Route information
- Length: 71 mi (114 km)

Major junctions
- South end: Dumfries 55°04′17″N 3°36′39″W﻿ / ﻿55.0714°N 3.6109°W
- North end: Edinburgh 55°56′21″N 3°10′46″W﻿ / ﻿55.9391°N 3.1794°W

Location
- Country: United Kingdom
- Constituent country: Scotland
- Primary destinations: A780 A75 – A74(M) A708 A72 A721 A703 A6094 A766 A720 A772 A700 A7

Road network
- Roads in the United Kingdom; Motorways; A and B road zones;

= A701 road =

Road in Scotland

The A701 is a major road in Scotland that runs from Dumfries to Edinburgh.

==Route==

The A701 leaves Dumfries and travels north to meet the A74(M) east of Beattock. It then passes beneath the A74(M) before continuing to the north-east towards Moffat and ultimately Edinburgh.

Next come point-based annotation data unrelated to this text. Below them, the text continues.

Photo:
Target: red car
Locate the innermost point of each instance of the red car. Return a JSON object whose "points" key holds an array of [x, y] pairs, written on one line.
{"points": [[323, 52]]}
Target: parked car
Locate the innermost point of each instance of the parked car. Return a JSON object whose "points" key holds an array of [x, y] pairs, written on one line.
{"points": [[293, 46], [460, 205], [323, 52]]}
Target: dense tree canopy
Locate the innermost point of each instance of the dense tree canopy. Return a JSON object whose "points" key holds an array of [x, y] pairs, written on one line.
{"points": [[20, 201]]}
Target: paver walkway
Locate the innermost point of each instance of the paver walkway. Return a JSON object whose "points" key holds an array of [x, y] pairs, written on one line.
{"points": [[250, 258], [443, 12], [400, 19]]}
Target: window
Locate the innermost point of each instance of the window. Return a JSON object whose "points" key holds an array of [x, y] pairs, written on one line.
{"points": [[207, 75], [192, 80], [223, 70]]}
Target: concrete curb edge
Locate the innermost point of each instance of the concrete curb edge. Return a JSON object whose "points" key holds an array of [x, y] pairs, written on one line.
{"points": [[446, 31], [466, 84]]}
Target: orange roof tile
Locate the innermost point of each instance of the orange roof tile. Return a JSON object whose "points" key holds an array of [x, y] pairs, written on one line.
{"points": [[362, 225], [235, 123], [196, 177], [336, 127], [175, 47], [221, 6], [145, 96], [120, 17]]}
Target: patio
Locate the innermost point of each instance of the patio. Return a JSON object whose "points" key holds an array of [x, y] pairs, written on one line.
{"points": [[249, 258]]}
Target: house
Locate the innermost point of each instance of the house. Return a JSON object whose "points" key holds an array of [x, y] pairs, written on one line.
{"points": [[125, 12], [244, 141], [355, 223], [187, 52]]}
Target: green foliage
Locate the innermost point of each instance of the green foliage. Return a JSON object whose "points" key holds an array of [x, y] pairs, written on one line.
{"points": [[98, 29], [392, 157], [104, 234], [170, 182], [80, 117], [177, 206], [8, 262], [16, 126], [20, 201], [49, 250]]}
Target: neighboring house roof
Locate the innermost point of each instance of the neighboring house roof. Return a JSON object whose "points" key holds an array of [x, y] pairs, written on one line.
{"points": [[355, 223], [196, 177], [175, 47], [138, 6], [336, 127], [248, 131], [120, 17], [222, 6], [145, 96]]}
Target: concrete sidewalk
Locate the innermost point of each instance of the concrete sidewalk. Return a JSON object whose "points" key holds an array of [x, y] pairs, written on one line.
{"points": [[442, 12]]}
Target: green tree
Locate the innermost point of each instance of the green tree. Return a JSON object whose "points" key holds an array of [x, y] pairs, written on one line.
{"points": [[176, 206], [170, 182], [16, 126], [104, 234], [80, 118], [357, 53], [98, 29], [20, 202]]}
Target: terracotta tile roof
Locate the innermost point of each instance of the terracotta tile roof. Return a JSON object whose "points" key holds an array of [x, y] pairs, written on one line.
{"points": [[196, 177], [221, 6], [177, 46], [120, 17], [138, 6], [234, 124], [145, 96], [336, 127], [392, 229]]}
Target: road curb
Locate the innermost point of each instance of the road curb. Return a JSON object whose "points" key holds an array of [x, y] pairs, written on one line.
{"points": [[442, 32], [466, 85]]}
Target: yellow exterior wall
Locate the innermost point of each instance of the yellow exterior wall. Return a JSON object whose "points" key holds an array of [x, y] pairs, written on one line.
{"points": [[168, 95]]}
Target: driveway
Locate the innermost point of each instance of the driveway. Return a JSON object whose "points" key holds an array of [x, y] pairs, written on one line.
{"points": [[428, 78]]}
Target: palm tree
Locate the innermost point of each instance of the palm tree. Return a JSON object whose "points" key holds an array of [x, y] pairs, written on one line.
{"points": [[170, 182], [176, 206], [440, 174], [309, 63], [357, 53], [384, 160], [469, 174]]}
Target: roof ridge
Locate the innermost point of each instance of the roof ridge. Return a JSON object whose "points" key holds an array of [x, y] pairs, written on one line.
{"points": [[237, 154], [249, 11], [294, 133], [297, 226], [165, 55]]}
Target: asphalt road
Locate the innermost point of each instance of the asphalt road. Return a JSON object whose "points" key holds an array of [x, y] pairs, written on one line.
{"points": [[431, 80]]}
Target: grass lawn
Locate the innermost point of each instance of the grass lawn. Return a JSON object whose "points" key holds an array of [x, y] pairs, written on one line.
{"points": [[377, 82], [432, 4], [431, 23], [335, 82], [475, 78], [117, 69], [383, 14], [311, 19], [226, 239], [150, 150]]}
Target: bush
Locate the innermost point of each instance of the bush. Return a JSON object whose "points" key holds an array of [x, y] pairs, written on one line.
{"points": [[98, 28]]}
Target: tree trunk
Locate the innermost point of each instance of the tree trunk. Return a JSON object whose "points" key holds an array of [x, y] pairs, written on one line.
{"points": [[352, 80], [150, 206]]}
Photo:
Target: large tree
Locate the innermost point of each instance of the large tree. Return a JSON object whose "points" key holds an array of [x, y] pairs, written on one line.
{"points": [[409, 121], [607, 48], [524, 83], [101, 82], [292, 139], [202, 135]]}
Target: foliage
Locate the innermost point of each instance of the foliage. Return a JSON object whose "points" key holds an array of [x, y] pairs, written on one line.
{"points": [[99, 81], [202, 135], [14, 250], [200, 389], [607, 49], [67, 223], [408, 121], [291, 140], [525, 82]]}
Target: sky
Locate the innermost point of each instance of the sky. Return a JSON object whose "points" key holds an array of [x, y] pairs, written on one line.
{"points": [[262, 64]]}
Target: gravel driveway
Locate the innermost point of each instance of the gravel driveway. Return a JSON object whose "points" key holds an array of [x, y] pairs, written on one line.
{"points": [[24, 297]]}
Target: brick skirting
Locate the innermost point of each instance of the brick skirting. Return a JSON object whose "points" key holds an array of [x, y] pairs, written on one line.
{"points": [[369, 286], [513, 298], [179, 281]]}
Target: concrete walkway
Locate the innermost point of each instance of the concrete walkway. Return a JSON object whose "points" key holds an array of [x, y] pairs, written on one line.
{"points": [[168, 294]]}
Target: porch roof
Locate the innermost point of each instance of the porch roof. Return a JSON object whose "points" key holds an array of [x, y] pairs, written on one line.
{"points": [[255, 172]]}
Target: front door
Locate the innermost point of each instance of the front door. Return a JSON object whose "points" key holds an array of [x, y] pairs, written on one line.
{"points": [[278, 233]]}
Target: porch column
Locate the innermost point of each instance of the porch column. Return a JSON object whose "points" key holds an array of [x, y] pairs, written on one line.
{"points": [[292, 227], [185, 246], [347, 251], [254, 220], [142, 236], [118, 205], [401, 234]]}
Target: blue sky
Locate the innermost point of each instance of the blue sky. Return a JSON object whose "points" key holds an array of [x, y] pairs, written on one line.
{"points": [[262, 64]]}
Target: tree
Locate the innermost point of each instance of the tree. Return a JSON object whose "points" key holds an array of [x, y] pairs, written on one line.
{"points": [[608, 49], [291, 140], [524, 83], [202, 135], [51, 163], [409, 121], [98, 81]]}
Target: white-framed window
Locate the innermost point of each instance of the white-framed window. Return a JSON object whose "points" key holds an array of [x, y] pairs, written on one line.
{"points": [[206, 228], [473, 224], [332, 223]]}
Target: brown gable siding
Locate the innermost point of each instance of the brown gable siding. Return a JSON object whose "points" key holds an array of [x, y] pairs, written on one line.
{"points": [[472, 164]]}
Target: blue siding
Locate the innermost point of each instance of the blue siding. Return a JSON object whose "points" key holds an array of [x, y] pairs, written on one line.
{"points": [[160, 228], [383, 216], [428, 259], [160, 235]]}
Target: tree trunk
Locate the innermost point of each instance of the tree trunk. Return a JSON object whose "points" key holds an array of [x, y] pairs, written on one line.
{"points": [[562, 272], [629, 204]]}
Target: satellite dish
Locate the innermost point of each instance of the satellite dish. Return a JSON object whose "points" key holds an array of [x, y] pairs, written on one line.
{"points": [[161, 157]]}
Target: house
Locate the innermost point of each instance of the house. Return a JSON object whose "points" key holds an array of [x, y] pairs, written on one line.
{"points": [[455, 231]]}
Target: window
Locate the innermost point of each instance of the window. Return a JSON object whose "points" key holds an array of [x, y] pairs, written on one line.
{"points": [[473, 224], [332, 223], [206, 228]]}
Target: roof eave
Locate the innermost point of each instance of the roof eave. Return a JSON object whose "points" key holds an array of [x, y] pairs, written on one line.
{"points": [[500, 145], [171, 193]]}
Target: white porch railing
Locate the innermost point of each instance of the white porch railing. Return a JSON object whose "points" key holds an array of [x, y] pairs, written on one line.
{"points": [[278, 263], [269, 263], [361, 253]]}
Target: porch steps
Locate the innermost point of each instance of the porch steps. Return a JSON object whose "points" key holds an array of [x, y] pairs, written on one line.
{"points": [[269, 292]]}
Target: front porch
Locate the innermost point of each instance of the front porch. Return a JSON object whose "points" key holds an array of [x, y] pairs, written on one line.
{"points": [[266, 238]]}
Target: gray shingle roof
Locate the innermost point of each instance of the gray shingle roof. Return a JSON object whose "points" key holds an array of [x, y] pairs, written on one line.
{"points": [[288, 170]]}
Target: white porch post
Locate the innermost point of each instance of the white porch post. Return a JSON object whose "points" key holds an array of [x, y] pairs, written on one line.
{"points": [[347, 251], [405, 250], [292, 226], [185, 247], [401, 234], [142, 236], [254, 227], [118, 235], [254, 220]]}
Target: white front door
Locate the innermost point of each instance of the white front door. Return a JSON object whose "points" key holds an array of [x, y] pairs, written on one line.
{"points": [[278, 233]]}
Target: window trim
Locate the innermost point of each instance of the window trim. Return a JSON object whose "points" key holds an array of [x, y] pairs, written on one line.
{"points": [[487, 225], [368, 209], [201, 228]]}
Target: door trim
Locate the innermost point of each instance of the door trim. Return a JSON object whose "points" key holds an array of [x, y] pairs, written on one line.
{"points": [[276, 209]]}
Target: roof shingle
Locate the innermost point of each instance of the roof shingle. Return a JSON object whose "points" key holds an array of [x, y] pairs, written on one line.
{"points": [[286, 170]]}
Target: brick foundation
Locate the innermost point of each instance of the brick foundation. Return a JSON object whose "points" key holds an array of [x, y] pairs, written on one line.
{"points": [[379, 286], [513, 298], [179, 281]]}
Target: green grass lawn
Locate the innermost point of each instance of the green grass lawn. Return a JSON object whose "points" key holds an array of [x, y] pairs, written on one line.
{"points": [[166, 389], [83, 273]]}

The road can be an alternative to the A7 or A702 routes to Edinburgh from the A74(M) and M6. It is signposted as a scenic route to Edinburgh from the motorway. The A701 is popular with motorcyclists and passes close to the edge of the Devil's Beef Tub. It runs also parallel with the former Talla Railway for several miles.

A relief road for a stretch of the A701 running between Penicuik and Edinburgh has a been proposed and is being phased. The decision has been contested for many years, as the bypass will form a bottle neck back into the current road, and also will cut through an important wildlife corridor, a woodland which is a Site of Special Scientific Interest.